A exposição “Nadir Afonso: Território de Absoluta Liberdade” inscreve-se numa lógica de valorização da Arte Contemporânea em Portugal, promovida no âmbito da candidatura “Paisagens Visuais”, à Rede Portuguesa de Arte Contemporânea, numa parceria realizada entre o Museu do Côa, o Museu Amadeu de Souza Cardoso, a Sociedade Nacional de Belas Artes e a Galeria Ogiva. A escolha de Nadir Afonso como figura central desta mostra não é acidental, antes reflecte um justo reconhecimento da relevância e singularidade do seu percurso artístico. Nascido em Chaves, cidade periférica no contexto artístico nacional, Nadir projetou-se internacionalmente com uma obra que alia um rigor científico a uma sensibilidade plástica invulgar. Mais do que um artista isolado, ele representa um ponto de confluência entre pensamento, arte e ciência, e esta exposição propõe um reencontro com essa complexa teia de influências, percursos e visões que marcam a sua produção. “Território de Absoluta Liberdade” é, pois, uma expressão precisa daquilo que define o legado de Nadir Afonso: a busca incessante por uma linguagem própria, liberta de convenções, mas fundada numa matriz de ordem universal.
Formado em Arquitetura pela Universidade do Porto, Nadir Afonso teve contacto com grandes nomes da arquitectura modernista, como Le Corbusier e Oscar Niemeyer, colaborando activamente com o primeiro em Paris. No entanto, a sua relação com a arquitectura foi sempre tensa e ambivalente. Nadir negava-lhe o estatuto de arte, pois considerava que a arte se funda na percepção directa e na intuição estética, enquanto a arquitectura obedece a condicionantes práticas e funcionais. Essa cisão marca uma viragem fundamental na sua vida: a entrega plena à pintura, território onde a sua visão filosófica e estética poderia expandir-se livremente. Influenciado pelas vanguardas europeias — nomeadamente o abstracionismo geométrico, o cinetismo e o surrealismo — o artista português construiu um corpus teórico e plástico notável, no qual a cidade surge como tema recorrente.
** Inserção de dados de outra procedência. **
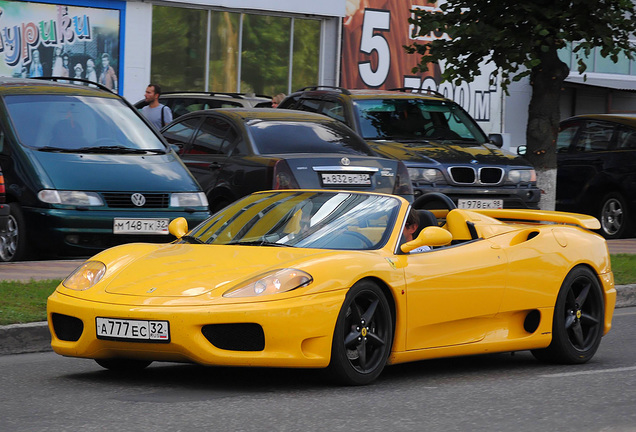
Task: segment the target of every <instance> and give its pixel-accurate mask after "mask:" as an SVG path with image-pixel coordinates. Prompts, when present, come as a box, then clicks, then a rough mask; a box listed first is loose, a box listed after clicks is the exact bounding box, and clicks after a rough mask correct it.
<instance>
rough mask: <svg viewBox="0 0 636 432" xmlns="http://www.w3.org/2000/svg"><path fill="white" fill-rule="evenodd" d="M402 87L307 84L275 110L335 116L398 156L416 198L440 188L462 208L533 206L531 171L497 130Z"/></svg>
mask: <svg viewBox="0 0 636 432" xmlns="http://www.w3.org/2000/svg"><path fill="white" fill-rule="evenodd" d="M405 90H406V89H401V91H384V90H347V89H343V88H339V87H328V86H318V87H306V88H304V89H301V90H299V91H297V92H295V93H292V94H291V95H289V96H288V97H287V98H286V99H285V100H284V101H283V102H282V103H281V104H280V105H279V108H288V109H296V110H303V111H310V112H317V113H321V114H325V115H327V116H329V117H333V118H335V119H337V120H340V121H341V122H343V123H345V124H346V125H347V126H349V127H350V128H352V129H353V130H355V131H356V132H358V134H360V135H361V136H362V137H363V138H364V139H365V140H366V141H367V142H368V143H369V145H370V146H371V147H372V148H373V149H374V150H375V151H376V152H377V153H379V154H380V155H382V156H385V157H389V158H393V159H398V160H401V161H403V162H404V163H405V164H406V166H407V168H408V171H409V175H410V177H411V180H412V182H413V190H414V193H415V197H416V199H417V197H419V196H422V195H424V194H426V193H429V192H441V193H443V194H446V195H448V196H449V197H451V199H452V200H453V202H454V203H455V204H456V205H457V206H458V207H459V208H537V207H538V204H539V199H540V197H541V193H540V191H539V189H538V188H537V186H536V173H535V170H534V169H533V167H532V166H531V165H530V164H529V163H528V162H527V161H526V160H525V159H523V158H521V157H519V156H516V155H512V154H506V153H504V152H503V151H502V150H501V149H500V148H498V147H501V143H502V140H501V135H491V136H490V137H488V136H486V134H485V133H484V132H483V131H482V130H481V128H480V127H479V125H478V124H477V123H476V122H475V121H474V120H473V119H472V117H470V115H469V114H468V113H467V112H466V111H464V109H462V108H461V107H460V106H459V105H458V104H457V103H455V102H453V101H452V100H450V99H447V98H445V97H443V96H442V95H441V94H439V93H436V92H432V91H429V92H427V93H422V94H420V93H412V92H406V91H405ZM491 140H492V141H491ZM495 141H498V144H494V142H495Z"/></svg>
Para Nadir, a cidade não é uma realidade construída, mas antes uma estrutura formal de pensamento, uma entidade estética sujeita a leis matemáticas e universais. A sua obra é, nesse sentido, tanto uma investigação sobre a beleza quanto um exercício de decifração da ordem do cosmos.
Ao longo da sua vasta carreira, Nadir Afonso desenvolveu múltiplas fases — do surrealismo ao realismo geométrico, passando por etapas como a organicista, antropomórfica ou a dos “Espacillimités” —, mas sempre fiel à ideia de que a arte resulta da descoberta de leis objetivas que regem a beleza. Esta visão, próxima da tradição pitagórica e platónica, afasta-o de uma leitura meramente subjectiva ou expressiva da criação artística. A presente exposição, ao reunir trinta e duas obras — incluindo vinte e cinco pinturas sobre tela, das quais sete de grande formato realizadas nos seus últimos anos, e doze desenhos — oferece um panorama representativo dessa coerência e evolução estética. A curadoria de Alexandra Silvano incita o público a entrar num “diálogo sensorial, absoluto e rigoroso”, em perfeita consonância com a exigência formal que o próprio Nadir Afonso impunha à sua produção. Mais do que uma retrospectiva, esta mostra é uma celebração da liberdade criativa, do pensamento estruturado e da eterna procura pela beleza essencial que definem uma figura ímpar da arte portuguesa do século XX.